Improving Semantic Uncertainty Quantification in Language Model Question-Answering via Token-Level Temperature Scaling

FIRST_AUTHOR_LAST, FIRST_AUTHOR_FIRST; SECOND_AUTHOR_LAST, SECOND_AUTHOR_FIRST

Improving Semantic Uncertainty Quantification in Language Model Question-Answering via Token-Level Temperature Scaling

Tom A. Lamb¹, Desi R. Ivanova¹, Philip H. S. Torr¹, Tim G. J. Rudner²

¹University of Oxford ²University of Toronto & Vijil

arXiv Code

Motivation

Temperature Scaling Improves Semantic Uncertainty Quantification. We compare the same base model with different temperature parameters, each generating ten responses for the same input, and cluster responses into semantic groups. We compute the semantic confidence measure introduced by Kuhn et al. (2023). Panel (a) uses the recommended temperature of 0.5. Panel (b) uses a temperature optimised on a calibration set.
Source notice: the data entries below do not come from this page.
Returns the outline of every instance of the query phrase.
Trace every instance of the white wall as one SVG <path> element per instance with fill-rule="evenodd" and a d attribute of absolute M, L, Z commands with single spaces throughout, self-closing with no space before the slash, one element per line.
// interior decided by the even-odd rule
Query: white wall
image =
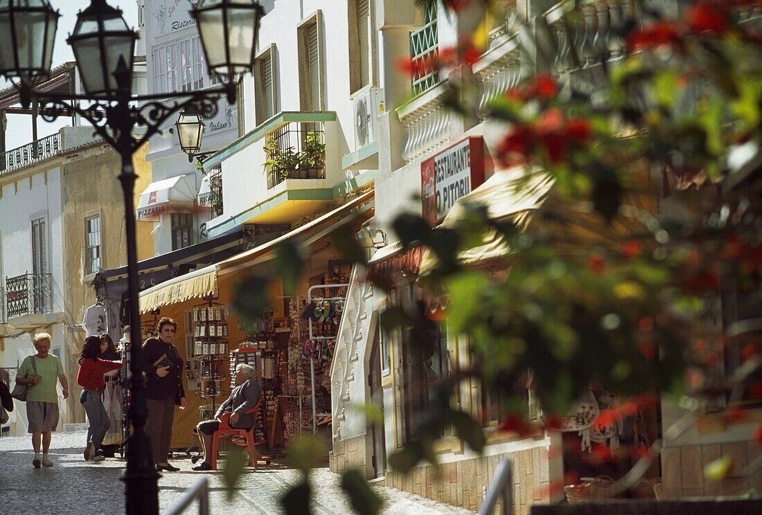
<path fill-rule="evenodd" d="M 32 220 L 47 222 L 48 267 L 53 277 L 53 311 L 62 312 L 63 248 L 61 213 L 61 169 L 37 173 L 2 187 L 0 220 L 2 220 L 2 271 L 13 277 L 32 273 Z M 3 277 L 5 281 L 5 277 Z"/>
<path fill-rule="evenodd" d="M 198 35 L 196 21 L 190 17 L 190 4 L 176 0 L 146 0 L 144 10 L 145 46 L 147 66 L 149 93 L 155 93 L 155 76 L 153 59 L 154 50 L 157 46 L 177 43 Z M 201 50 L 203 54 L 203 50 Z M 178 76 L 180 66 L 179 51 L 177 54 Z M 205 84 L 210 84 L 208 69 L 204 62 L 203 75 Z M 188 162 L 187 155 L 180 150 L 174 122 L 178 114 L 170 117 L 162 125 L 163 133 L 151 138 L 150 147 L 146 159 L 151 162 L 152 181 L 194 173 L 196 184 L 200 187 L 203 174 L 197 171 L 194 163 Z M 219 150 L 239 135 L 238 111 L 235 105 L 230 105 L 225 99 L 218 104 L 218 112 L 214 117 L 205 120 L 206 130 L 201 151 Z M 197 190 L 198 188 L 197 188 Z M 210 210 L 196 210 L 194 216 L 193 242 L 198 243 L 201 238 L 199 227 L 208 222 Z M 141 223 L 152 223 L 143 222 Z M 169 214 L 163 215 L 158 222 L 154 224 L 154 245 L 156 255 L 166 254 L 172 250 L 171 222 Z"/>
Optimised temperature scaling offers a simple way to improve both semantic calibration and discrimination.

Abstract

Calibration is central to reliable semantic uncertainty quantification, yet prior work has largely focused on discrimination, neglecting calibration. As calibration and discrimination capture distinct aspects of uncertainty, focusing on discrimination alone yields an incomplete picture. We address this gap by systematically evaluating both aspects across a broad set of confidence measures. We show that current approaches, particularly fixed-temperature heuristics, produce systematically miscalibrated and poorly discriminative semantic confidence distributions. We demonstrate that optimising a single scalar temperature, which, we argue, provides a suitable inductive bias, is a surprisingly simple yet effective solution. Our exhaustive evaluation confirms that temperature scaling consistently improves semantic calibration, discrimination, and downstream entropy, outperforming both heuristic baselines and more expressive token-level recalibration methods on question-answering tasks.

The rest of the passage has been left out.